Youguang Chen, Ph.D Candidate

12 – 3PM
Monday Apr 13, 2026

POB 6.304

Abstract

Supervised learning has achieved remarkable success across scientific domains; however, in many practical settings labeled data are scarce, expensive, or infeasible to obtain. This dissertation develops fast, theoretically grounded algorithms for minimally supervised learning, with emphasis on statistical guarantees, spectral approximation, and scalable computation in high-dimensional regimes.

The first part studies density-based clustering. We establish a precise relationship between DBSCAN and minimum spanning trees and analyze a scalable approximation, kNN-DBSCAN, which replaces range queries with k-nearest-neighbor graphs. We characterize conditions under which the two formulations are equivalent and provide complexity analysis for a hybrid MPI/OpenMP implementation. The resulting method achieves provable scalability while preserving clustering structure in high dimensions.

The second part addresses representative sample selection via optimal experimental design. Building on regret minimization and online convex optimization, we derive near-optimal guarantees for A-, D-, E-, V-, and G-optimal objectives. Using matrix inequalities and spectral arguments, including applications of the Golden–Thompson inequality, we establish performance bounds for entropy-regularized and 4ω1/2-regularized relaxations. These results yield computationally tractable algorithms with approximation guarantees for large-scale design problems.

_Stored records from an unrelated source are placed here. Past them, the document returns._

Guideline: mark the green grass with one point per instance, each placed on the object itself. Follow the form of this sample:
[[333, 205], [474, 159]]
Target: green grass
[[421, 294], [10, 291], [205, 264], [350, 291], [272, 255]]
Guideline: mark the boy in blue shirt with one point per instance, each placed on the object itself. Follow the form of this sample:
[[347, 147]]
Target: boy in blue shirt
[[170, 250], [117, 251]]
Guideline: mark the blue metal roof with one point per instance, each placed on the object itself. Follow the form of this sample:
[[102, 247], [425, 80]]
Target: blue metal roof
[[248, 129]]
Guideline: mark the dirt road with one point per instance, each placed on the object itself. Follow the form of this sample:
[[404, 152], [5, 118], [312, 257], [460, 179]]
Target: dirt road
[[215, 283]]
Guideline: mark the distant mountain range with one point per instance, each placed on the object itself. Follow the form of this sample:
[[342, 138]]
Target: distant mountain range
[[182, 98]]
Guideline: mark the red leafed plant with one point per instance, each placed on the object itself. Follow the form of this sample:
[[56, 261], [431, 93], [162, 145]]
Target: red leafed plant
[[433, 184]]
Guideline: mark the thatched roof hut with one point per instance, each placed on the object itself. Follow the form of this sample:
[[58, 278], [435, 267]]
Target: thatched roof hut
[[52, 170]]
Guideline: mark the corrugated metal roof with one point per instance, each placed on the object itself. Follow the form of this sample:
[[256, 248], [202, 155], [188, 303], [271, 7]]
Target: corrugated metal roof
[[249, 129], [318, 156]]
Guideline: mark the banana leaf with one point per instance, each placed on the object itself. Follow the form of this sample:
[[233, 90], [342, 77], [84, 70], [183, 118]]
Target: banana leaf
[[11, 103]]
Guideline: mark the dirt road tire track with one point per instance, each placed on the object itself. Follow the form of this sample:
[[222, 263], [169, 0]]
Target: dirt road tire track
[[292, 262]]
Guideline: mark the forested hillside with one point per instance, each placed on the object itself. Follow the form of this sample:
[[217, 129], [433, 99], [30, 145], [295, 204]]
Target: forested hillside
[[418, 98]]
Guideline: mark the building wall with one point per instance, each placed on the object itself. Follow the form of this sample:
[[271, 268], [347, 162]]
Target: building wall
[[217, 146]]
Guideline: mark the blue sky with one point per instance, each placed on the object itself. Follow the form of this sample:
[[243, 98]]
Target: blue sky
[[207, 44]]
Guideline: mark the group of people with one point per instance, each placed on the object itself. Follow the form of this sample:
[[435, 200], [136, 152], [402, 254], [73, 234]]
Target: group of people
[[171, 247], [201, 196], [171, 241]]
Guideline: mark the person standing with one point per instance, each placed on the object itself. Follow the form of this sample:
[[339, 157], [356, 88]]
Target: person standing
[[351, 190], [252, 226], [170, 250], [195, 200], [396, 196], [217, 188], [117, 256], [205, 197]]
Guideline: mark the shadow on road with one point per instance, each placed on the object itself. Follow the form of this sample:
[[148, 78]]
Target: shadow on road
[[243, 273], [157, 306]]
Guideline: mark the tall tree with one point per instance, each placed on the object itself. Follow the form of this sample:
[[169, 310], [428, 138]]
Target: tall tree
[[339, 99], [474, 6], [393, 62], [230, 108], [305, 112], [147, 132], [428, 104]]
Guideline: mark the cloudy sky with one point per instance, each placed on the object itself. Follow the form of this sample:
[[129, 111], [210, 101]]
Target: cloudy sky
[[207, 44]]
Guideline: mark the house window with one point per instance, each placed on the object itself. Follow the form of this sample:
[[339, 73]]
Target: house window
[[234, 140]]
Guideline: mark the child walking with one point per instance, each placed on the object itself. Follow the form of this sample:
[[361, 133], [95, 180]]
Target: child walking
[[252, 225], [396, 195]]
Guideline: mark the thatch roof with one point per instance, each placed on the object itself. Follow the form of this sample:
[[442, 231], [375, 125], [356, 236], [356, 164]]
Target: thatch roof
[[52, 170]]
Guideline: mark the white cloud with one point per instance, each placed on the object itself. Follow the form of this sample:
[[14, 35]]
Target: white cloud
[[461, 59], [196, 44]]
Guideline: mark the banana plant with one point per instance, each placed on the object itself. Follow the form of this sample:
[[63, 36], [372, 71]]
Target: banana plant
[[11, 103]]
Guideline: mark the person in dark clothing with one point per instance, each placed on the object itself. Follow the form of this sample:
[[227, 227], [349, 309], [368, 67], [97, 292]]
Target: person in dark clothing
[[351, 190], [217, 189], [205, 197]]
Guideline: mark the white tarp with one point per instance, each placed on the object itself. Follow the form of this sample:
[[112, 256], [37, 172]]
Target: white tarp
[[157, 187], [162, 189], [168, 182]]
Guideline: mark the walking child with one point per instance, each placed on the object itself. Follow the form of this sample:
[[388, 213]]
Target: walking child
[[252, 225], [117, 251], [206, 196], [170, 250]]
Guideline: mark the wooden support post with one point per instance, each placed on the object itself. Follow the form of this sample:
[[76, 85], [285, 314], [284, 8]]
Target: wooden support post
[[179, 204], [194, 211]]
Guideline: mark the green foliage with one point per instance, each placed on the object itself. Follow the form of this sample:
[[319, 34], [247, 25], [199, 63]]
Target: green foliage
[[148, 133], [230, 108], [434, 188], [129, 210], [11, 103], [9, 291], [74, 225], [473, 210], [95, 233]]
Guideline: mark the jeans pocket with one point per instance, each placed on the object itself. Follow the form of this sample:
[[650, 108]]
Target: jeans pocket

The third part develops Fisher Information Ratio Active Learning (FIRAL), a scalable algorithm for pool-based active learning in multinomial logistic regression. Under sub-Gaussian assumptions, we derive non-asymptotic upper and lower bounds relating the Fisher Information Ratio to excess risk, and prove near-optimal performance guarantees for the proposed relaxation and rounding procedures. To address computational bottlenecks, we introduce Approx-FIRAL, which exploits structured Hessian approximations and preconditioned conjugate gradient methods to reduce storage and computational complexity while preserving statistical guarantees.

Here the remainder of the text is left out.